You okay there, buddy? What's up with the personal insults?


Meta and I assume OpenAI and Anthropic did everything they could to acquire data, even doing so illegally, such as downloading all of Anna’s archive. Now it’s an open question of whether it’s a societal good or societal bad, but it does show they have little regard for copyright law when it benefits them.

And this whole “they’re 50 steps ahead of you” nonsense is the same kind of stuff we heard from NFT or crypto bros, that we just couldn’t comprehend the infinite wisdom of a post currency world. Sometimes bad arguments are just bad arguments.


In US downloading copyrighted data is not illegal AFAIK


inb4 Claude actually leaked the code on purpose because it calculated that this was the moral thing to do for the good of humanity and its own Constitutional AI values.
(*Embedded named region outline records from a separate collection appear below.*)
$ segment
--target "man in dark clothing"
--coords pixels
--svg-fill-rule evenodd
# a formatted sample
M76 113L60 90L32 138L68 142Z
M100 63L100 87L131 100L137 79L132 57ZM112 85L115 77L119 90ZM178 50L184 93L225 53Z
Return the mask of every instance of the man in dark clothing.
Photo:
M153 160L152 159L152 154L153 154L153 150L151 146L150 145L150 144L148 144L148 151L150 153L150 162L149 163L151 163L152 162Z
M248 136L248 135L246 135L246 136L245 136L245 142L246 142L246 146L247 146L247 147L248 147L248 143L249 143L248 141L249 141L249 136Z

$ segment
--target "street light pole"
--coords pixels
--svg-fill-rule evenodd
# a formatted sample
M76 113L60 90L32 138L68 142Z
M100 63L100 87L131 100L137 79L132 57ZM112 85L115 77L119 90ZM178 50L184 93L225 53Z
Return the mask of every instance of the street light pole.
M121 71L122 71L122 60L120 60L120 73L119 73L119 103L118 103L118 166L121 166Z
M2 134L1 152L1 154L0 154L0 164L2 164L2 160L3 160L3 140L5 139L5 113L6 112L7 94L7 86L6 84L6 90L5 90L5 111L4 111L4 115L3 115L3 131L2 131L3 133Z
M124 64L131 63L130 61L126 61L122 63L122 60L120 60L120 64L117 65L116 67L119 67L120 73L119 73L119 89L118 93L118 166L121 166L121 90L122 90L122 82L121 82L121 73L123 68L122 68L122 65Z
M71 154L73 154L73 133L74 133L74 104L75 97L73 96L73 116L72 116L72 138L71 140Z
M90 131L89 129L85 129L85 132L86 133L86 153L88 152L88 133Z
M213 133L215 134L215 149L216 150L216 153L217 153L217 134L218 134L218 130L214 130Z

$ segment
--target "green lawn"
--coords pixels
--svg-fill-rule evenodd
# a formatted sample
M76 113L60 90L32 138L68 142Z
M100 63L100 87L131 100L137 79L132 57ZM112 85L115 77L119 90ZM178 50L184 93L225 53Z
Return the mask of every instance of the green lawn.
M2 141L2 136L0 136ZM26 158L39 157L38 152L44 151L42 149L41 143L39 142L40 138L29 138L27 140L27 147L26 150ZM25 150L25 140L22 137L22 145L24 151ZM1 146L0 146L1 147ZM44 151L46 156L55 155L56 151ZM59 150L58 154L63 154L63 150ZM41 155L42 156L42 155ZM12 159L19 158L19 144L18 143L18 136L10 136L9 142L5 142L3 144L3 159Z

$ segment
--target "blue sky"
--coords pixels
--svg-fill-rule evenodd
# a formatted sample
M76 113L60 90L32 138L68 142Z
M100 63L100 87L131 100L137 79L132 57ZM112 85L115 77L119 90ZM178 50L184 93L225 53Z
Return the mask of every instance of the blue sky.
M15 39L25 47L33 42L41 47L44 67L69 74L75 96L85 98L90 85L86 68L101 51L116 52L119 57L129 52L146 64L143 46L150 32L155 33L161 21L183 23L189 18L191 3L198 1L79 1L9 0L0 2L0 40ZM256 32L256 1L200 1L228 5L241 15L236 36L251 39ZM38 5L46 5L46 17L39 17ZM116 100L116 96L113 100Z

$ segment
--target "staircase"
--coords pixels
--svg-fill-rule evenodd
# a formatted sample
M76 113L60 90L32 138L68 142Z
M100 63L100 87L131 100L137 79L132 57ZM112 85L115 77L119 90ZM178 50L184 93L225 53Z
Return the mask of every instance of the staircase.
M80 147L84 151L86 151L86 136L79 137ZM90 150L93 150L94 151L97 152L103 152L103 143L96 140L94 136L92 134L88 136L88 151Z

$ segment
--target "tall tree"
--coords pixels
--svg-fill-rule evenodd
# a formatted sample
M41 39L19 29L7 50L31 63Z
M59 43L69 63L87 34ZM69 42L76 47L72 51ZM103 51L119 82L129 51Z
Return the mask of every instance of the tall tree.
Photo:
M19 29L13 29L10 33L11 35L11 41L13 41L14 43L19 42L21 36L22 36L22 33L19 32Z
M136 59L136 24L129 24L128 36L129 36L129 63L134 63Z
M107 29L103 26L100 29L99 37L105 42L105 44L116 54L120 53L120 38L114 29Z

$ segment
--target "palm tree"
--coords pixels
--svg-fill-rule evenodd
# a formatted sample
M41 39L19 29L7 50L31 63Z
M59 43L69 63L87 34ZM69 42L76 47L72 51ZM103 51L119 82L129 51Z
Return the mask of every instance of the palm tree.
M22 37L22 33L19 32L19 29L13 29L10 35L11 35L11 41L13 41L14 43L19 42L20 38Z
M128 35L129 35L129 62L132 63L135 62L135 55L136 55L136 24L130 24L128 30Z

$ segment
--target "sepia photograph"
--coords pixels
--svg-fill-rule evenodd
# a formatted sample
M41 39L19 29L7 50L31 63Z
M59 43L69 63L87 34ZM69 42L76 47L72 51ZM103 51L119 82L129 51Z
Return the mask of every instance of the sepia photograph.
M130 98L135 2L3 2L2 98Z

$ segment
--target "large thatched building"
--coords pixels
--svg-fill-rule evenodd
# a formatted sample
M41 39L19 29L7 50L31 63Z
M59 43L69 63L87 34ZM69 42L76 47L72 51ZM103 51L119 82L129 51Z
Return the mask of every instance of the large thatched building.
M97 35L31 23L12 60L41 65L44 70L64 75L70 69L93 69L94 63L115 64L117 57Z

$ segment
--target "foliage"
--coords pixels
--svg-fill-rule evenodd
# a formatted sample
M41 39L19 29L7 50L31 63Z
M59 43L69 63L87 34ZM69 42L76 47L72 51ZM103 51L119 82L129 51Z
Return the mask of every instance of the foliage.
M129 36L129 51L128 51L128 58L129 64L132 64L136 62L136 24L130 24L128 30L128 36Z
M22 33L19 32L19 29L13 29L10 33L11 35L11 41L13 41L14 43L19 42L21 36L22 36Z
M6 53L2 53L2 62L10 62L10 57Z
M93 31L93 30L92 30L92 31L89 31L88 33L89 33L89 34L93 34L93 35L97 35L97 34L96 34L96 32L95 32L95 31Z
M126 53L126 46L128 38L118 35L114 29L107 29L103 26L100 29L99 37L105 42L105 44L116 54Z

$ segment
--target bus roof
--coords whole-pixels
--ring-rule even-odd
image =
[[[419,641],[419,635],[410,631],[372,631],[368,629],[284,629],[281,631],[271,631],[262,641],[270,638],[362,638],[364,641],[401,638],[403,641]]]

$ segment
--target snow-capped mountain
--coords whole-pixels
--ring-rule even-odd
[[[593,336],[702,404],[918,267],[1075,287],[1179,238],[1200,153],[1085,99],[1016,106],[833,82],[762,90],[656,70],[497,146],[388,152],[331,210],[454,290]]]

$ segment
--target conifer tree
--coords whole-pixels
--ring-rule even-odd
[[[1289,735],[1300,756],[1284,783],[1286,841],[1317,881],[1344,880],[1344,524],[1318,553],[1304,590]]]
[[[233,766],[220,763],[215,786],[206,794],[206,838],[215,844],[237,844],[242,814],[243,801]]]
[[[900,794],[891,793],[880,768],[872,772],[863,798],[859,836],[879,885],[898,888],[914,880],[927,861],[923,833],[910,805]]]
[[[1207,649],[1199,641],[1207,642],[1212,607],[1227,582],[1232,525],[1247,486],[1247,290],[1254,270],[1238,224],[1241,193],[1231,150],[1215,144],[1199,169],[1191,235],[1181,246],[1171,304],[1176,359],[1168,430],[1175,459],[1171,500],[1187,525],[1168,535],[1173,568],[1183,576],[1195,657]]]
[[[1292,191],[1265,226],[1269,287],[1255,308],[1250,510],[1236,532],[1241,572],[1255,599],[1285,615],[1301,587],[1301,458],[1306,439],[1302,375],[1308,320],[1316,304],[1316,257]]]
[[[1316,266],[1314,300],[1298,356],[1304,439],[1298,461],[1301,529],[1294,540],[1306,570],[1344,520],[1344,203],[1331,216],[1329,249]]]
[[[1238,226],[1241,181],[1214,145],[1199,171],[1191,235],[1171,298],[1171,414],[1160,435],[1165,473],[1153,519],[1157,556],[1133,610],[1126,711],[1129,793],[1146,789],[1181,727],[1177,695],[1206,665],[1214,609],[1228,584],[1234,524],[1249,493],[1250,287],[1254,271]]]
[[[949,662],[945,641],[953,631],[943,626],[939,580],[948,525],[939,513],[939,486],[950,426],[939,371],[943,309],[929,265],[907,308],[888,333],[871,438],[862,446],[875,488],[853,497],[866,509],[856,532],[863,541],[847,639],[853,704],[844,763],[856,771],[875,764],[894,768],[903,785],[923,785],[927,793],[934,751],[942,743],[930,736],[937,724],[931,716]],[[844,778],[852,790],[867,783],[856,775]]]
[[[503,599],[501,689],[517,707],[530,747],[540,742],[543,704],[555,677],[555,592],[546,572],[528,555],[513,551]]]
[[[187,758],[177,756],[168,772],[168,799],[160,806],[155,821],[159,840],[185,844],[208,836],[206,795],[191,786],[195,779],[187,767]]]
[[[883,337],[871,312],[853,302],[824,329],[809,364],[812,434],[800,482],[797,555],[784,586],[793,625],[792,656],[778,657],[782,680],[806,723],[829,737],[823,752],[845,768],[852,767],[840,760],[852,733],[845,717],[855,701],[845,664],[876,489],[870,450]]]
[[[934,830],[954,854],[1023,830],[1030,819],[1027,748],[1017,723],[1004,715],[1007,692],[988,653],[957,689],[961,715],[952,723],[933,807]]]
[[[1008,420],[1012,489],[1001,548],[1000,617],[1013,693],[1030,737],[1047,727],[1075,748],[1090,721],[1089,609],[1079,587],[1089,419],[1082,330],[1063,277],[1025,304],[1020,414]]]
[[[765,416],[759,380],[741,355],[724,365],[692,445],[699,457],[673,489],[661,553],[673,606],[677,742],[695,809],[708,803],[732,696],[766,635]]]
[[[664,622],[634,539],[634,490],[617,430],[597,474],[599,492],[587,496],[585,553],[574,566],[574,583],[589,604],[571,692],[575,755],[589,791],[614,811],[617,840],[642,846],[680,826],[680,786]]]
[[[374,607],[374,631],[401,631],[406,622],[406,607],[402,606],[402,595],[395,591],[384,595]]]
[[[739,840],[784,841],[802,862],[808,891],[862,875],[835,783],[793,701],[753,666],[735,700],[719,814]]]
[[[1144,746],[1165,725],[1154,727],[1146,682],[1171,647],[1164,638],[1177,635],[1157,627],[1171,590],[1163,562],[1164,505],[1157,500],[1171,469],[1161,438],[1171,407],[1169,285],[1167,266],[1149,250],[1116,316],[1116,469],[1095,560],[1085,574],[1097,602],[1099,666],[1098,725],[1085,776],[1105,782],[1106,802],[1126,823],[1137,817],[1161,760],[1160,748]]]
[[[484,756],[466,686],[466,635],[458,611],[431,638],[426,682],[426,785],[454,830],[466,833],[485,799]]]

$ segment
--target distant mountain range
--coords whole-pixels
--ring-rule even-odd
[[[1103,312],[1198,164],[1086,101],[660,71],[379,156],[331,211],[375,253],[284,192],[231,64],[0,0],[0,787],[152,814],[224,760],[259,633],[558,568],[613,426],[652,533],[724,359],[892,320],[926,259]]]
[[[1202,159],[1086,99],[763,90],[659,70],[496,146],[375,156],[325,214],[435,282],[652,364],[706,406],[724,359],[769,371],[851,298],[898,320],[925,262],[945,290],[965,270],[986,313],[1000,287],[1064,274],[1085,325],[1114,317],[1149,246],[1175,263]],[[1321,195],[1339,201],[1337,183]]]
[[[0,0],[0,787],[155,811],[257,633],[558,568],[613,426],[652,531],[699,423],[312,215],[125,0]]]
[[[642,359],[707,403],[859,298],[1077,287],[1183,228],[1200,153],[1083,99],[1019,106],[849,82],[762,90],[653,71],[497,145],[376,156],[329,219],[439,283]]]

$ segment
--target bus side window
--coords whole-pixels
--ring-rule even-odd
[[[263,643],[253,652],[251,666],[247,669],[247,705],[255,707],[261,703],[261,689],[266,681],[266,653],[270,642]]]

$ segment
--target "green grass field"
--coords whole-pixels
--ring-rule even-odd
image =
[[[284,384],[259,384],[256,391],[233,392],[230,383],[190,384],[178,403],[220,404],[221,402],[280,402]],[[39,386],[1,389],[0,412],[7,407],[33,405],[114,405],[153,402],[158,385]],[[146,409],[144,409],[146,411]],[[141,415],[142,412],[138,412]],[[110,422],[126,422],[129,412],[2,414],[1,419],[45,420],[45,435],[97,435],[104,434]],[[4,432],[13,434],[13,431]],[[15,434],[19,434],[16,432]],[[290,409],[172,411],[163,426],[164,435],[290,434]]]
That doesn’t apply here. Claude code is what leaked, not the models. Anthropic definitely owns Claude code copyright and can DMCA without it being contradictory


But even that is vague and possibly not true. If they used LLM's to generate all of the code, then it may not fall under copyright, by the requirement of human authorship (which for code I think has not been tested yet in court) [1].

[1] https://www.congress.gov/crs-product/LSB10922


Its unclear whether there is sufficient human authorship in cc for copyright to stick on a court. Anthropics arguments would hinge on the curation of plans and the direction decisions, which haven't been properly tested as the source of authorship yet. Typically contracted implementers sign over copyright to the project owners, and this is where there is case law.


What if it's used for training data? It seems like there's no penalty for training on copyrighted materials.


Something that was meant to remain secret made public, is not the same thing as whether something public is public.

If anything, this is a question of whether you owe royalties to the owner of IP you consumed in your life since it became part of and trained your mind, identity, and outputs too.

According to IP owners ever since things were digitized, you technically own nothing and simply paid for an authorization to use any given IP for the duration that the IP owner authorized you to use it and you continue to pay, so pay your monthly meat-AI bill to pay for all the IP your mind has been trained on.


How do you align your views with what Meta did?